There are two reasons why this crime wave should prompt all of us to be more vigilant.
First, unlike cars, most luxury watches increase in value – so it is crucial that you check how much yours is worth each year as it may well be underinsured.
Ann Owen, managing director of Aviva Private Clients, says, ‘High net worth customers have always bought and insured expensive watches.
‘However, we are seeing an increase in the value of these watches. For example, watches that may have been owned for many years are being revalued and often double or more than double in value.’
Other customers, she says, have been actively investing in watches to build significant collections ‘which can, in some instances, be worth millions of pounds’.
Most high street jewellers will value a watch. You can then amend cover if needed.
Second, in response to an exponential rise in claims, insurers are reviewing what they will agree to cover. Watches are usually covered as part of home insurance but you need to declare items of jewellery worth more than £1,000 on most policies. And check that the cover extends to when you’re out of the house, such as on holiday.
You may need specialist watch cover if you already have other valuable items, as Angela Pilley, home insurance expert at product ratings firm Defaqto, warns.
She says: ‘Insurers will have an overall limit for all the valuable items you own.’

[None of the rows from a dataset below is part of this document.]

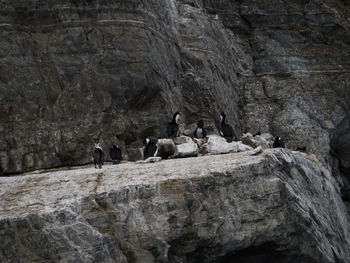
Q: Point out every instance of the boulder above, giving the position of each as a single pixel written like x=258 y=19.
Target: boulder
x=219 y=145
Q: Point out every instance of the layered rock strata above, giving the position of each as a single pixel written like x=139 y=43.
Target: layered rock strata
x=80 y=71
x=279 y=206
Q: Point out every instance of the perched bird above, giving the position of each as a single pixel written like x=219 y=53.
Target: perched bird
x=278 y=143
x=116 y=154
x=173 y=126
x=151 y=148
x=200 y=132
x=225 y=129
x=98 y=156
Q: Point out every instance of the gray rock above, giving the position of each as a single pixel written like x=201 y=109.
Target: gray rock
x=166 y=148
x=71 y=74
x=188 y=149
x=219 y=145
x=279 y=206
x=255 y=141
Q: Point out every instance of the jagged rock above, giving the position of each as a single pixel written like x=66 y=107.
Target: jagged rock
x=166 y=148
x=279 y=67
x=153 y=159
x=219 y=145
x=255 y=141
x=188 y=149
x=279 y=206
x=135 y=154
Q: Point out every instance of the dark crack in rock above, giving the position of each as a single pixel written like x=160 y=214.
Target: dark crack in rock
x=280 y=206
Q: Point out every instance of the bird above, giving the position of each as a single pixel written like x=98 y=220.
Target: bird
x=151 y=148
x=173 y=126
x=225 y=129
x=200 y=132
x=302 y=149
x=278 y=142
x=98 y=156
x=116 y=154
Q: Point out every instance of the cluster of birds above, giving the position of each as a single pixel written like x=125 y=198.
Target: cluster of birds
x=151 y=147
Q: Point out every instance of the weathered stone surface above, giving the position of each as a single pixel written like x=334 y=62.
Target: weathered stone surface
x=255 y=141
x=188 y=149
x=218 y=145
x=279 y=206
x=72 y=72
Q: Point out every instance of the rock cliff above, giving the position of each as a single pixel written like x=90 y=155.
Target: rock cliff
x=279 y=206
x=76 y=71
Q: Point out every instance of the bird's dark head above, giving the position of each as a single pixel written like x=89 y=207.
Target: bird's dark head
x=200 y=123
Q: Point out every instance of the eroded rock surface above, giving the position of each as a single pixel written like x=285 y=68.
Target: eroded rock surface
x=279 y=206
x=72 y=72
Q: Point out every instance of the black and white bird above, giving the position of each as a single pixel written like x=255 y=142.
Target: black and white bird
x=173 y=126
x=98 y=156
x=225 y=129
x=151 y=148
x=278 y=142
x=200 y=132
x=116 y=154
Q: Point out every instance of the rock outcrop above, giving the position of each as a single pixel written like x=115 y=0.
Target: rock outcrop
x=279 y=206
x=75 y=72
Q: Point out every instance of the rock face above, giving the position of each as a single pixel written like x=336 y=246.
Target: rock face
x=280 y=206
x=75 y=72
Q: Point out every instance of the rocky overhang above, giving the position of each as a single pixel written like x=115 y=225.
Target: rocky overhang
x=279 y=206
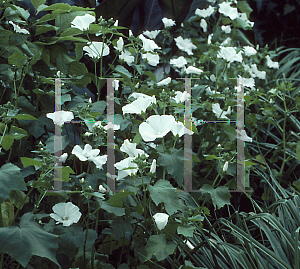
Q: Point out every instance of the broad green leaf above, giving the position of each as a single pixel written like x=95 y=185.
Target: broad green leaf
x=18 y=59
x=22 y=243
x=163 y=191
x=7 y=214
x=37 y=3
x=118 y=198
x=10 y=179
x=186 y=231
x=24 y=117
x=174 y=164
x=220 y=196
x=158 y=246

There are also specialist policies just to cover watches. Take a Rolex Submariner, worth £10,000, as an example – policy prices range from £245.36 to £327.50 a year. These policies are tailor-made for high-value watches, and include payouts for accidental loss and theft, with no excess.

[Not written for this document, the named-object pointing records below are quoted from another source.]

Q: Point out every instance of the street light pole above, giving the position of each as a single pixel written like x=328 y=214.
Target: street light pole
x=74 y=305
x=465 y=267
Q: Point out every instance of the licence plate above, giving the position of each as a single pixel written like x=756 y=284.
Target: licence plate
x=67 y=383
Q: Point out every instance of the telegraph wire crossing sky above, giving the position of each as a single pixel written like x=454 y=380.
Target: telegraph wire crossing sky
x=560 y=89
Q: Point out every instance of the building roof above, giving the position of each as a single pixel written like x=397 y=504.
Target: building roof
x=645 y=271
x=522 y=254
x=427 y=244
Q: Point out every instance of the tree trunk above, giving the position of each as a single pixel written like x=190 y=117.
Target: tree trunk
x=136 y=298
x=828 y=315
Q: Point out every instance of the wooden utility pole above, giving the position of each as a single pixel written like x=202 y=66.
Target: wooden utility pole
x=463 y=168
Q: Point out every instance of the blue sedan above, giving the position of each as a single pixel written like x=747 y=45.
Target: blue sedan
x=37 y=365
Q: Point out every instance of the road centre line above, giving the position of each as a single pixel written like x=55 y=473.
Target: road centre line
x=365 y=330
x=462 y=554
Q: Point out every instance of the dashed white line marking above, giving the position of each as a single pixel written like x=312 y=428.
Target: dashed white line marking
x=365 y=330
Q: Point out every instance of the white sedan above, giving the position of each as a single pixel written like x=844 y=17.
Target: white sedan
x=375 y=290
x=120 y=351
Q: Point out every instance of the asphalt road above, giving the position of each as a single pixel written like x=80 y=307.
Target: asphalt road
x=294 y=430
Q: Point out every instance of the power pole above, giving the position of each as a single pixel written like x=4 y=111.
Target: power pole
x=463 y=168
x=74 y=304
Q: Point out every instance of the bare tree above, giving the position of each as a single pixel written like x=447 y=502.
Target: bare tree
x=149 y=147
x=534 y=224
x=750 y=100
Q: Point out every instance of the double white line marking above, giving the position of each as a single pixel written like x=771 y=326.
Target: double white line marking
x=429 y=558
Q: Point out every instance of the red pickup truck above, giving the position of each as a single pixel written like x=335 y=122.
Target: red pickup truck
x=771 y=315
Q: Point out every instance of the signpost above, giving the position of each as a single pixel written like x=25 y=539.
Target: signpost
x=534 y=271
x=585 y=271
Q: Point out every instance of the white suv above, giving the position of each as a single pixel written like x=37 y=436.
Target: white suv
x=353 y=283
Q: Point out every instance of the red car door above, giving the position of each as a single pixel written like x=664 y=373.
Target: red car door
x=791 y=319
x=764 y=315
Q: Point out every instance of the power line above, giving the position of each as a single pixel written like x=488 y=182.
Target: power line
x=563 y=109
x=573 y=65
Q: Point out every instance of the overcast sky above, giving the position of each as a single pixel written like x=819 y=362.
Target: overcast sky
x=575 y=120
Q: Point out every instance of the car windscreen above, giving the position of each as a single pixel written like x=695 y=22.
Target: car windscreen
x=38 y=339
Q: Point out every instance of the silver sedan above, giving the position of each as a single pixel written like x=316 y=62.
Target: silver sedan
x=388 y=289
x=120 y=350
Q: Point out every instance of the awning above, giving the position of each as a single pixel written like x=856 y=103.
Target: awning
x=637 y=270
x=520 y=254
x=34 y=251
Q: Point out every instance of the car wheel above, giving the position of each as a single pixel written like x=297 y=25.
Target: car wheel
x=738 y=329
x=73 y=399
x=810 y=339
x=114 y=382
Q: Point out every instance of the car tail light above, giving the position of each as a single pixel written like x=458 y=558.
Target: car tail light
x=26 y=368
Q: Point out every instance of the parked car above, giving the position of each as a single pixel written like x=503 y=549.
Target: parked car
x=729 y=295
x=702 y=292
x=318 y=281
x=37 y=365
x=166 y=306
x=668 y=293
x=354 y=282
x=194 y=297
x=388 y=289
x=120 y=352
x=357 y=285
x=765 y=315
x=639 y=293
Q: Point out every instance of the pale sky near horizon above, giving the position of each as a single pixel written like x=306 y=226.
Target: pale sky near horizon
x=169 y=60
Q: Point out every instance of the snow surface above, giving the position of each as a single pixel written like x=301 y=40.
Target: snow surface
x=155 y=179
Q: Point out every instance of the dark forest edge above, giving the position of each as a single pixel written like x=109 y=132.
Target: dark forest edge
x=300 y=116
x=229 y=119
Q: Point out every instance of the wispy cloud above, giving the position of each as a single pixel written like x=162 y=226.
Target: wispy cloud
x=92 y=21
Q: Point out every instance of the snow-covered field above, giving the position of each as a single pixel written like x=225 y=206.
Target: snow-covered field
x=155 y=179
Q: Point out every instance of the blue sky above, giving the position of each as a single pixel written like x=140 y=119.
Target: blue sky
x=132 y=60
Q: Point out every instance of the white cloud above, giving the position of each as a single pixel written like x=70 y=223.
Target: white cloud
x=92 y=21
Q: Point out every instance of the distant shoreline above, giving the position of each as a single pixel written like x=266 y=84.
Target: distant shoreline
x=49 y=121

In contrast, the average house-plus-contents policy – excluding very expensive items – is £300 a year, according to the Association of British Insurers.

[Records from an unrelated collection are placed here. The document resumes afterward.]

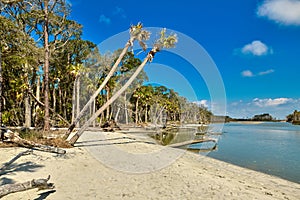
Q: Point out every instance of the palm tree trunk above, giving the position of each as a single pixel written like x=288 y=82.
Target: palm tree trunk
x=114 y=97
x=146 y=114
x=27 y=111
x=125 y=108
x=136 y=111
x=77 y=96
x=46 y=68
x=1 y=87
x=110 y=74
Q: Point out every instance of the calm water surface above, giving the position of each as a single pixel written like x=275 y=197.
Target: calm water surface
x=272 y=148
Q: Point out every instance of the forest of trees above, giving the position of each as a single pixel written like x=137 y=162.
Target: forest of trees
x=48 y=73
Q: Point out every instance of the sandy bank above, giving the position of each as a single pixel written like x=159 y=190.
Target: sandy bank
x=130 y=166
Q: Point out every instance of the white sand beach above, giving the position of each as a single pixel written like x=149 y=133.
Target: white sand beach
x=130 y=166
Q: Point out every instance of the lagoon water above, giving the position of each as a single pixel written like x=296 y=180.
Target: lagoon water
x=269 y=147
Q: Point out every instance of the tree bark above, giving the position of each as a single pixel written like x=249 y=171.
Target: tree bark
x=6 y=165
x=110 y=74
x=125 y=108
x=1 y=80
x=53 y=111
x=14 y=138
x=41 y=184
x=77 y=97
x=46 y=67
x=27 y=111
x=113 y=98
x=136 y=111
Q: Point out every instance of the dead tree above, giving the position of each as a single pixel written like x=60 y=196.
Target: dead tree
x=41 y=184
x=14 y=137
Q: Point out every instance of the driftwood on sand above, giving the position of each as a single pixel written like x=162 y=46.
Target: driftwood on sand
x=5 y=166
x=41 y=184
x=189 y=142
x=14 y=137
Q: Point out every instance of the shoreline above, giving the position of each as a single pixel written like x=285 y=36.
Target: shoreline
x=81 y=175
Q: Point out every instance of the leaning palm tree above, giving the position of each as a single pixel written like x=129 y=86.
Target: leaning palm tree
x=163 y=42
x=136 y=33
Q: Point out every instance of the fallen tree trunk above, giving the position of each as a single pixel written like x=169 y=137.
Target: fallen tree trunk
x=41 y=184
x=189 y=142
x=14 y=138
x=6 y=165
x=52 y=110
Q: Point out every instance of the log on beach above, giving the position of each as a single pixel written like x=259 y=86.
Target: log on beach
x=6 y=165
x=15 y=138
x=189 y=142
x=41 y=184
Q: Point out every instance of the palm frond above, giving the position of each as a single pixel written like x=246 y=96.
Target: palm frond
x=137 y=33
x=166 y=41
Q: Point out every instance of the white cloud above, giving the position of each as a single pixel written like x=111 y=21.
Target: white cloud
x=277 y=107
x=266 y=72
x=256 y=48
x=203 y=103
x=104 y=19
x=285 y=12
x=271 y=102
x=120 y=12
x=247 y=73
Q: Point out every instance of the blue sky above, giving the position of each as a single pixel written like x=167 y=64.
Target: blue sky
x=255 y=45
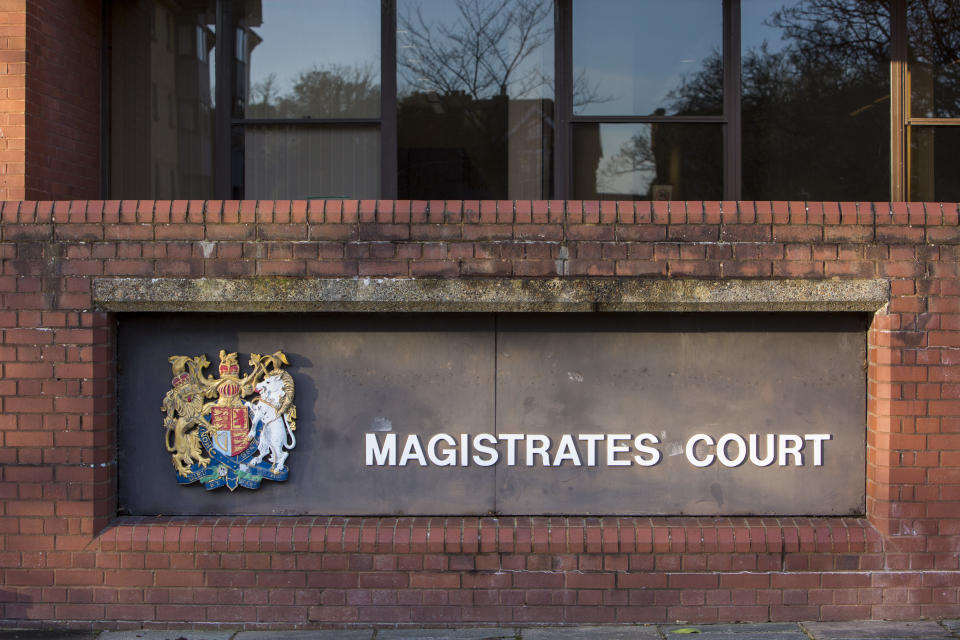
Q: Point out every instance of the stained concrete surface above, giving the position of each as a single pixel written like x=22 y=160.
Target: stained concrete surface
x=858 y=630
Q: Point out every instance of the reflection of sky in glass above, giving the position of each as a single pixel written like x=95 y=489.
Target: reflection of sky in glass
x=300 y=34
x=754 y=16
x=632 y=53
x=444 y=15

‘We’ve been aware of this particular crime trend and last year it hit its zenith,’ says Andrew Cheney, chief risk and valuation adviser at high net worth insurer Hiscox. ‘It was a new modus operandi that was becoming rife across the country.
‘The problem is the good guys try to bolt everything down and make everything secure around the house. So criminals have to come up with a new take on carrying out their activities.’
It’s also important to check what your policy includes. For example, an Aviva high net worth policy covers watches for ‘all risks’, which includes loss or damage anywhere in the world.
By contrast, an Aviva standard home policy only covers watches and jewellery in the home for up to £10,000, and up to £2,000 for a single item. Items worth more than £2,000 need to be specified.
Owen adds: ‘As watch values can fluctuate, we encourage customers to take time to review their policy and consider regular valuations to ensure their cover is adequate.’
Insurance broker Miller says on its website: ‘The big-name high street insurers won’t touch a luxury watch and very few will offer cover for a watch valued at £2,000.’
Annabel Fell-Clark of the fine art and specialist division explains: ‘With an increase in watch theft, some of the mid-market insurers have withdrawn from the market – they are not prepared to cover high value watches while the person is wearing them.’
She adds: ‘What is sad is that many people who may own a valuable watch may now find it difficult to get cover for it.’
Cheney of Hiscox agrees: ‘Insurers recognise that the price of everything is going up and that we don’t want to penalise people for wider trends.
‘But it is fair to say some are looking at protecting themselves by adding stipulations around the ownership of certain expensive items.’
He adds: ‘The classic stipulation is that a watch is not insured for theft unless it’s being worn by you or is kept in a proper safe.
‘And I would recommend people double-check when they last gave a replacement value to their insurer. If they haven’t done so in the last three years, the likelihood is that they will be underinsured.’